Index.jsp is default page after user has succeed login. You can make another pages to check if the security is working.

(index.jsp)

<html>
<head>
<meta http-equiv="Content-Type" content="text/html; charset=UTF-8">
<link href="css/format.css" rel=stylesheet type="text/css">
<title>Index Page</title>
</head>
<body>
	<h2>Heloooo <%= session.getAttribute("user") %>...</h2>
	<br>
	<a href="error.jsp">error page</a> - <a href="dummy.jsp">dummy page</a> - 
	<a href="loginForm.jsp">login form</a>- <a href="userlogout.action">logout</a>
</body>
</html>

And here is the web.xml:

<?xml version="1.0" encoding="UTF-8"?>

<web-app>
	<description>Web Application Security</description>
	<display-name>Web Application Security</display-name>

	<filter>
		<filter-name>HelloFilter</filter-name>
		<filter-class>com.halimun.filter.HelloFilter</filter-class>
		<description>
			This Is Hello Filter
		</description>
		<init-param>
			<param-name>login_form</param-name>
			<param-value>/loginForm.jsp</param-value>
		</init-param>
	</filter>
	<filter-mapping>
		<filter-name>HelloFilter</filter-name>
		<url-pattern>*.jsp</url-pattern>
	</filter-mapping>
	
	<servlet>
		<servlet-name>userlogin</servlet-name>
		<description>User Login Controller</description>
		<servlet-class>com.halimun.servlet.UserLogin</servlet-class>
	</servlet>
	<servlet>
		<servlet-name>userlogout</servlet-name>
		<description>User Logout Controller</description>
		<servlet-class>com.halimun.servlet.UserLogout</servlet-class>
	</servlet>
	
	<servlet-mapping>
		<servlet-name>userlogin</servlet-name>
		<url-pattern>/userlogin.action</url-pattern>
	</servlet-mapping>
	<servlet-mapping>
		<servlet-name>userlogout</servlet-name>
		<url-pattern>/userlogout.action</url-pattern>
	</servlet-mapping>
	
	<welcome-file-list>
		<welcome-file>index.jsp</welcome-file>
	</welcome-file-list>
</web-app>

<filter-mapping>
   <filter-name>HelloFilter</filter-name>
   <url-pattern>*.jsp</url-pattern>
</filter-mapping>

This mapping means that request to every JSP file will be filtered first, in this case will invoke HelloFilter filter. HelloFilter filter will be processes before and after run the JSP’s files.
Acctually we can mapped filter to every requests by specifying “/*” in url-pattern of filter-mapping.
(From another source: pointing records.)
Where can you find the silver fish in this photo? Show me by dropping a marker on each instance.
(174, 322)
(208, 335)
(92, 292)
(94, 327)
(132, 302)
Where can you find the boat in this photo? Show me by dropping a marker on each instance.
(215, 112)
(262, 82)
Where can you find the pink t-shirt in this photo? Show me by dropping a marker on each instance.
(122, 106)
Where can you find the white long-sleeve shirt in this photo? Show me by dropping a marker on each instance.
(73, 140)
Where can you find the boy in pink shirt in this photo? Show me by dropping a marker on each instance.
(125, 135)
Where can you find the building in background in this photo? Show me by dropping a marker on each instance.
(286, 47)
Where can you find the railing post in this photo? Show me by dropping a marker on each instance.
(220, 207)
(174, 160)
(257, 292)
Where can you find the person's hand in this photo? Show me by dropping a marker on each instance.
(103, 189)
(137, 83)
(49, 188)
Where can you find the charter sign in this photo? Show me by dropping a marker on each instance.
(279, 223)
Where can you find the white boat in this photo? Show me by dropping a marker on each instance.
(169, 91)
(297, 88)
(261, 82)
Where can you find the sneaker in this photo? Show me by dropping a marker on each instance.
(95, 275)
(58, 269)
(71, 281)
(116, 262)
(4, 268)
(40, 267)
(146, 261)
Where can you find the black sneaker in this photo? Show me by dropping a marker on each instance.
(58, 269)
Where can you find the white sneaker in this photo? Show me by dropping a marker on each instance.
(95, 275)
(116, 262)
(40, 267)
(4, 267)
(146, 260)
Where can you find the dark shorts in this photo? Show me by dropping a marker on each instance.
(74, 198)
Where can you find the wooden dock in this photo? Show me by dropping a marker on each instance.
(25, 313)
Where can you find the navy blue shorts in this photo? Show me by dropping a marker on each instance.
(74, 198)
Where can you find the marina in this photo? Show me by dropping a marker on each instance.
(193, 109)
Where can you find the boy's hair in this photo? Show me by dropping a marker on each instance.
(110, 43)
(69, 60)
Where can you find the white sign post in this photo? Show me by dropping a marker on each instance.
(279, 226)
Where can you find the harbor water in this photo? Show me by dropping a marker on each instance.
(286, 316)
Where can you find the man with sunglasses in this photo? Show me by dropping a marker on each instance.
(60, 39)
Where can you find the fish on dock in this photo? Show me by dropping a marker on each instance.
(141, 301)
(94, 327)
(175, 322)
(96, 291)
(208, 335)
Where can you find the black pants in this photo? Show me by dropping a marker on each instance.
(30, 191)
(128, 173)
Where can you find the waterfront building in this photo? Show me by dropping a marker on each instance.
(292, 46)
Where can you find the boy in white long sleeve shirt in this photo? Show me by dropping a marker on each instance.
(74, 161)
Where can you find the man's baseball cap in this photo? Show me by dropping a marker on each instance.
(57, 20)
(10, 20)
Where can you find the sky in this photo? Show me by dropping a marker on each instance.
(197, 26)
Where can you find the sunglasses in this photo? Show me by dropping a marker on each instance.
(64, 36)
In that case, every request to every resources (such as *.action, *,css, *.js, etc) will also invoke the filter.

<servlet-mapping>
   <servlet-name>userlogin</servlet-name>
   <url-pattern>/userlogin.action</url-pattern>
</servlet-mapping>
<servlet-mapping>
   <servlet-name>userlogout</servlet-name>
   <url-pattern>/userlogout.action</url-pattern>
</servlet-mapping>

In this servlet mappings, we mapped UserLogin action servlet with url-pattern “/userlogin.action” and UserLogout action servlet with url-pattern “/userlogout.action“.

Summary

So the web application structure will look like this:

[ContextRoot]\index.jsp
[ContextRoot]\loginForm.jsp
[ContextRoot]\error.jsp
[ContextRoot]\dummy.jsp
[ContextRoot]\css\format.css
[ContextRoot]\WEB-INF
[ContextRoot]\WEB-INF\classes\com\halimun\filter\HelloFilter.class
[ContextRoot]\WEB-INF\classes\com\halimun\servlet\UserLogin.class
[ContextRoot]\WEB-INF\classes\com\halimun\servlet\UserLogout.class

Complete source code is this, change the extention to .war (coz free wordpress doesnt support WAR files 😦 ), then deploy in your favorite application server. Try to access error page or dummy page without entering username/password in login form. For login account, you can use admin/secret, david/password, or gardiary/gardiary.